Yichun Wang

Yichun Wang

Assistant Professor, Chemical and Biomolecular Engineering

ywang65@nd.edu

Chirality, known as mirror asymmetry, is a geometrical property of biological and nonbiological forms of matter. At nanoscale, building blocks of life, including proteins, nucleic acids, glycans, and lipids, are dominated by chiral enantiomers. As such, chiral nanostructures are of extraordinary significance in a variety of important biological events, such as cell uptake and tissue transport. However, there is a significant gap in our understanding of how the chirality of nanostructures selectively mediates the interaction with other chiral objects in living systems. This fundamental knowledge opens up numerous potential applications in health and environment, including asymmetric biocatalysis, enantiomeric separation, chiral sensing, and drug formulations.
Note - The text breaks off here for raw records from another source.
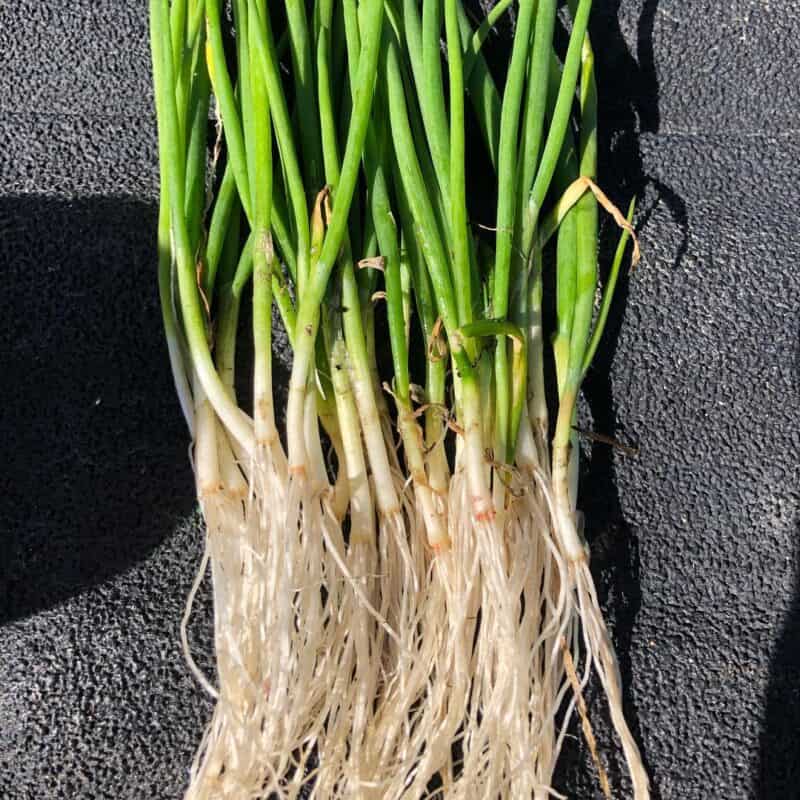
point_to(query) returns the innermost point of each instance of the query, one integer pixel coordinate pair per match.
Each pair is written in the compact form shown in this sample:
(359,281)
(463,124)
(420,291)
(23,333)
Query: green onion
(396,554)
My lab designs and develops engineered chiral nanomaterials to regulate chiral nanoscale interactions at biointerfaces and in tumor microenvironments. We  take an interdisciplinary approach combining experiment, computational simulation, and three-dimensional (3D) culture models to establish a theoretical and experimental framework to support the rationale design of chiral nanomaterials and their assemblies, with control over the materials’ transport and uptake. Collectively, these fundamental studies and developed experimental tools will provide knowledge and engineering tools that can be used in cancer therapeutic and diagnostic strategies using chiral nanomaterials, including drug/gene loading into therapeutic exosomes.